Monsteras are beautiful plants, and having one can add that extra “oomph” to your house or workspace. Unfortunately, it’s easy to overwater these plants, as many people don’t know how often is appropriate. With that in mind, are there signs to look out for?
Signs of overwatered monstera are brown and yellow leaves, mushy stems with black or brown rings, moldy smelling soil, white web-like stuff, and soil staying moist more than a week. Take your plant out of its pot, remove excess soil and rotten roots, and repot with dry soil in a well draining pot.
In this article, I’ll tell you how to know that your Monstera has had too much water and what you can do to remedy the situation.
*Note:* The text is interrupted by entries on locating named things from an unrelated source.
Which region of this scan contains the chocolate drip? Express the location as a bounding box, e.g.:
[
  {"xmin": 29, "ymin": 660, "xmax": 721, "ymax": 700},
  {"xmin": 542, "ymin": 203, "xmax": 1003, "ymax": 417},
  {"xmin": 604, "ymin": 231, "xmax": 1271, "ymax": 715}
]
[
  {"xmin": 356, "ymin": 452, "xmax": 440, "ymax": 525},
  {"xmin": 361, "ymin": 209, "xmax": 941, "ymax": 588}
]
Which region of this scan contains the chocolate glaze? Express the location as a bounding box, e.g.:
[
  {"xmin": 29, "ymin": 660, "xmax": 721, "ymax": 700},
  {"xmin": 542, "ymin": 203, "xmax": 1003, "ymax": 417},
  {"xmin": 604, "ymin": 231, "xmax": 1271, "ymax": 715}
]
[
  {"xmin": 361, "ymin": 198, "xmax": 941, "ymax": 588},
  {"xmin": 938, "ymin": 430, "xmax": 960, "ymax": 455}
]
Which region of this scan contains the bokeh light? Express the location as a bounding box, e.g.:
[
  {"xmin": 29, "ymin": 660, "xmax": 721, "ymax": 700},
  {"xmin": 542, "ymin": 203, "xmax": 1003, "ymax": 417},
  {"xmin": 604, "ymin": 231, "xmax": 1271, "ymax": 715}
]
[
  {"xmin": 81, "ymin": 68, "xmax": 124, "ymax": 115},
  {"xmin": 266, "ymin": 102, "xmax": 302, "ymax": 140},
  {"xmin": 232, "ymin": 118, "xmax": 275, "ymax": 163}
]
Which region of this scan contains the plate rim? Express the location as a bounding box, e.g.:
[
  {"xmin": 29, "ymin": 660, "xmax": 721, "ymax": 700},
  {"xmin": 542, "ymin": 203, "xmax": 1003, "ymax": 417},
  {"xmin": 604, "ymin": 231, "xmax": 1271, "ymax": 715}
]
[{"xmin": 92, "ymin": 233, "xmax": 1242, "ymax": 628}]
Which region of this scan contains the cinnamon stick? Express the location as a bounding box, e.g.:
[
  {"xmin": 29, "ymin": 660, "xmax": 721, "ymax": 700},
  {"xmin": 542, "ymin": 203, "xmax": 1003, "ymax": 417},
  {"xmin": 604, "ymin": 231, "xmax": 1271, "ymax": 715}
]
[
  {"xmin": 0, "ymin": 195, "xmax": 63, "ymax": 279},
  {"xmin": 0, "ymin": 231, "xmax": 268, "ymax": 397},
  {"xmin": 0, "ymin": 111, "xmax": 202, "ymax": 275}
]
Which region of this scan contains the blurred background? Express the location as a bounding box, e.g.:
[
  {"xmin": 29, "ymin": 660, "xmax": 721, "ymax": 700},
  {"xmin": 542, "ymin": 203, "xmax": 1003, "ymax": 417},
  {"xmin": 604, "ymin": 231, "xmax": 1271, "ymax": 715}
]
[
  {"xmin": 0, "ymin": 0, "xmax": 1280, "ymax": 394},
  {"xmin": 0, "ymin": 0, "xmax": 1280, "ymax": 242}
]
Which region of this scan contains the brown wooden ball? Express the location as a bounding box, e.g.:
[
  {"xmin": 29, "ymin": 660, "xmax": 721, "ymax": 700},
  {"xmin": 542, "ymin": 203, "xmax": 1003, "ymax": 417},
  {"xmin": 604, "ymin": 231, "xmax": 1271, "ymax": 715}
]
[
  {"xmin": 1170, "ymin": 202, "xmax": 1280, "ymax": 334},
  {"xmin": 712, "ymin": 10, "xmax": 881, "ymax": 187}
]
1. The Plant Has Both Brown and Yellow Leaves
If some of your Monstera’s leaves are yellow, and others are brown, that’s a sure sign your Monstera is overwatered.
An overwatered Monstera develops unhealthy roots, which makes it hard for the plant to absorb water properly. As a result, the Monstera sheds some leaves to conserve energy and redirect nutrients into its younger, healthier leaves.
If you don’t resolve the overwatering problem, though, even the healthier leaves will die and fall off too.
Check out this video for more information:
2. The Stem Is Mushy and Has a Brown/Black Ring Near the Base
When the stem of a plant becomes squishy, that’s usually a sign that it’s overwatered. Because of the excess moisture, the Monstera’s tissues bloat and become less firm, causing the stem to break apart if you touch it.
Another tell-tale sign of overwatering is a black or brown ring around the base of the Monstera’s stem. If you see that, chances are, harmful microorganisms like mold, fungi, and bacteria might have already started wreaking havoc on the plant’s roots.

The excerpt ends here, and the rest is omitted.